A single shot of either jab cuts the chance of needing hospital treatment by more than 90 per cent, ‘real world’ results from the NHS vaccination programme show.
But the Oxford-AstraZeneca vaccine, shunned by millions across Europe because of concerns over trial data, is proving slightly more effective at stopping severe Covid-19 illness than the Pfizer jab.
Its apparent superiority even holds among over-70s, The Mail on Sunday understands, vindicating the UK drug regulator’s decision to approve it for use in older people.

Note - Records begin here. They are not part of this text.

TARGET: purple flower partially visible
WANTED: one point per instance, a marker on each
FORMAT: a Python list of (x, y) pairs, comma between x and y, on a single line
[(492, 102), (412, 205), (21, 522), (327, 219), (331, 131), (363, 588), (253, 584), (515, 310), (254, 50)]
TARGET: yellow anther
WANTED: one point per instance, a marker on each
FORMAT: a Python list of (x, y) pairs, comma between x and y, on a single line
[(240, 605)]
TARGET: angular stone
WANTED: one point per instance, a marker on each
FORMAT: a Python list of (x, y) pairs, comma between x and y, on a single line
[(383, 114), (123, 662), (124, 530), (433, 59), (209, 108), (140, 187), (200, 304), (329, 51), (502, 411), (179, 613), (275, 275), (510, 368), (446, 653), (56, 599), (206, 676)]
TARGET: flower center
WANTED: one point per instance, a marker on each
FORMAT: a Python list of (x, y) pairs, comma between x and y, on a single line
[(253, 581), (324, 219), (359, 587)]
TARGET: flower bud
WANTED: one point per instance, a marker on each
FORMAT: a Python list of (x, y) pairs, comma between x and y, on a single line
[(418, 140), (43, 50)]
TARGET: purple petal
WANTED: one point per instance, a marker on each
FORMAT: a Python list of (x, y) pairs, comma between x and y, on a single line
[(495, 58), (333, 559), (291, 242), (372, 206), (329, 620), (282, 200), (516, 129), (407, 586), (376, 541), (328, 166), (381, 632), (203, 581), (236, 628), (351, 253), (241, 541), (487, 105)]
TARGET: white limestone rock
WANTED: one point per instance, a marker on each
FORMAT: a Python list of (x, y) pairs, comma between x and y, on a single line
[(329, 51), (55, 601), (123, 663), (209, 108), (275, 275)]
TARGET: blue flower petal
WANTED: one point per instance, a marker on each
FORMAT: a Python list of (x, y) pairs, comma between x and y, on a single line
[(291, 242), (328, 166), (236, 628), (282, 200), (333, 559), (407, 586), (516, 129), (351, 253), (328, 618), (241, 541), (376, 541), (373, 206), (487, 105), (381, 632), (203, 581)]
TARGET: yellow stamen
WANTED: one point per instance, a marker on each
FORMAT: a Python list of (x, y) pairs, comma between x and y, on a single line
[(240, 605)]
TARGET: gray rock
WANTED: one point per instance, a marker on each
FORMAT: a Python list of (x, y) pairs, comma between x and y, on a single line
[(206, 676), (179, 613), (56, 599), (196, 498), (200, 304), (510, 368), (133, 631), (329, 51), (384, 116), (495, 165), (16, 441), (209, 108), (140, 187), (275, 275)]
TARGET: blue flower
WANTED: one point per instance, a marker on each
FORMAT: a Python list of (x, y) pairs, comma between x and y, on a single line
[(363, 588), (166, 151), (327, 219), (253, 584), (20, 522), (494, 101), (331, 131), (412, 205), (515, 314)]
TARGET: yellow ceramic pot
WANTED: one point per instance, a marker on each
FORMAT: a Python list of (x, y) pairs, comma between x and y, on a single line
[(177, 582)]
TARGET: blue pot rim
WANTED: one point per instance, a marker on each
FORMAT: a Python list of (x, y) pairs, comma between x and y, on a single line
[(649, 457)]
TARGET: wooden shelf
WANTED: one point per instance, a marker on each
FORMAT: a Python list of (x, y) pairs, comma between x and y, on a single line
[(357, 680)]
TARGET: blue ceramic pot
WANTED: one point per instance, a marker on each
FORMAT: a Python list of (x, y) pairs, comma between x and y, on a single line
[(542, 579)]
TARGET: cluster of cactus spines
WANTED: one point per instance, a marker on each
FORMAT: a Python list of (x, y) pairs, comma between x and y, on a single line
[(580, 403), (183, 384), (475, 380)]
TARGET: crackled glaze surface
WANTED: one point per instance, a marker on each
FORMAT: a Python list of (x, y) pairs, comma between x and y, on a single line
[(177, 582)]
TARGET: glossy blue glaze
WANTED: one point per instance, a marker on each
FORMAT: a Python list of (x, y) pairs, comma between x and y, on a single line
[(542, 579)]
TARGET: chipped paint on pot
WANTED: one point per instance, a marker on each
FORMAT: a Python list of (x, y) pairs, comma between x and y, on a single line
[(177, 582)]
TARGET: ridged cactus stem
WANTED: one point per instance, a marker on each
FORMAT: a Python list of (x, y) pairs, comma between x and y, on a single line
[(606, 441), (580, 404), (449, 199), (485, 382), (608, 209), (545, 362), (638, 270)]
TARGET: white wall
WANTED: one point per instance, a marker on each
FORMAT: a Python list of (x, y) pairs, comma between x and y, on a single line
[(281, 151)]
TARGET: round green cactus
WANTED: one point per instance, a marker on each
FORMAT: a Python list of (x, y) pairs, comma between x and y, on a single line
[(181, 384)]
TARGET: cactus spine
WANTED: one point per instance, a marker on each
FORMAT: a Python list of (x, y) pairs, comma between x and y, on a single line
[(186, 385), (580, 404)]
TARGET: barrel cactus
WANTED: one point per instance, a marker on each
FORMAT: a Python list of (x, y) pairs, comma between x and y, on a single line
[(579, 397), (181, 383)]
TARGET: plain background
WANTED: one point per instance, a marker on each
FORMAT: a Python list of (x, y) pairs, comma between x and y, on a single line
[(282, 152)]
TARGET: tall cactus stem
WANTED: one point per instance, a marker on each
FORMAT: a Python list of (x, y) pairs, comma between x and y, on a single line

The results are a massive boost not just for Oxford and AstraZeneca, but also the Government. Ministers have ordered 100 million doses, making it the workhorse of the NHS vaccination campaign.
The landmark results will add to growing confidence that vaccination is breaking the link between infections and deaths.
The figures were calculated by comparing Covid hospitalisation rates across England in those who have received a first dose of vaccine in the NHS rollout, to those of a similar age who have not.
They follow a Scottish study of Covid hospitalisation rates, published last week, which came to similar conclusions. Edinburgh University researchers found that by the fourth week after injection, ‘the Pfizer and Oxford-AstraZeneca vaccines were shown to reduce the risk of hospitalisation from Covid-19 by up to 85 per cent and 94 per cent, respectively’.
Among over-80s, who are at highest risk of severe illness, a single dose cut the risk of needing hospital treatment by 81 per cent from week four onwards, when the results from both types were combined.
Well-placed sources said the larger English study found hospitalisation rates in over-70s were slightly lower among recipients of the Oxford vaccine than those who got the Pfizer drug. Last month, German authorities advised against using the Oxford vaccine in over-65s, citing lack of evidence of effectiveness from formal trials. The trials were dogged by low numbers of older volunteers.